A rendere questa frattura particolarmente gravosa per l’Europa è stato soprattutto l’avvento dell’amministrazione Trump, che ha interrotto quel percorso di normalizzazione dei rapporti transatlantici che si era parzialmente realizzato durante i due mandati di Barack Obama. Sempre per l’Europa si è rivelata foriera di una serie di problemi rilevanti l’evoluzione della politica russa, in particolare con il conflitto russo-ucraino e l’annessione della Crimea nel 2014. Questo scadimento è stato particolarmente rovinoso per la Germania, che ha sempre avuto nella Russia un interlocutore privilegiato nonché un partner fondamentale per la costruzione della sua strategia internazionale.
Questo quadro generale ha fatto sì che molti dei frutti della politica estera merkeliana non abbiano potuto vedere il compimento sperato, anche perché in alcune occasioni il suo aperturismo internazionale si è scontrato con le resistenze interne: si pensi, ad esempio, alla questione dei rifugiati, soprattutto nella fase più acuta del flusso siriano nel 2015.
Relativamente alla politica estera del quindicennio merkeliano è però ragionevole immaginare che le sue basi valoriali come anche le sue linee strategiche possano vedere una continuazione nel futuro. Sebbene declinati da ciascuna forza politica in modo autonomo, i valori della politica estera tedesca, definiti secondo un approccio normativo e tutelati da un’Unione Europea che dovrebbe essere più forte sulla scena globale, potranno infatti essere perseguiti dalle forze che costituiranno il futuro governo tedesco.

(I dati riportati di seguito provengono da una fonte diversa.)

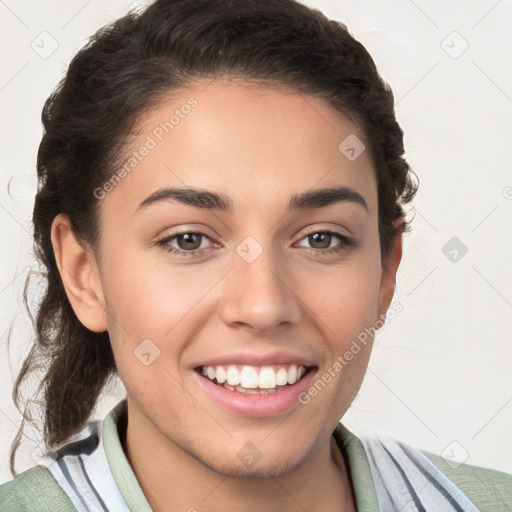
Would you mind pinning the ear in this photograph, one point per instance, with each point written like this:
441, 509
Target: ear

Se è ragionevole ipotizzare che vi possa essere una continuità nella politica estera, è invece difficile credere che la sua formula di politica interna possa trovare una replica nell’immediato futuro. La cifra del quindicennio appena trascorso sta nella capacità mostrata dall’erede di Helmut Kohl di creare una piattaforma politica mobile che ha saputo intercettare il consenso dell’elettorato e ha spiazzato gli avversari.
Dal 2005 in poi, prima i liberali e poi i socialdemocratici sono stati cannibalizzati dalla Kanzlerin che, in più di un’occasione, si è “appropriata” di politiche e programmi che gli altri partiti e leader sentivano come propri. Questa strategia non potrà essere replicata nel prossimo futuro perché le recenti elezioni hanno ridefinito l’identità dei partiti, i quali difficilmente potranno accettare l’occupazione dei propri spazi da parte di un nuovo leader. Questo è un dato da tenere presente sia per comprendere quale sarà l’evoluzione della CDU-CSU sia per ragionare sui potenziali equilibri di coalizione.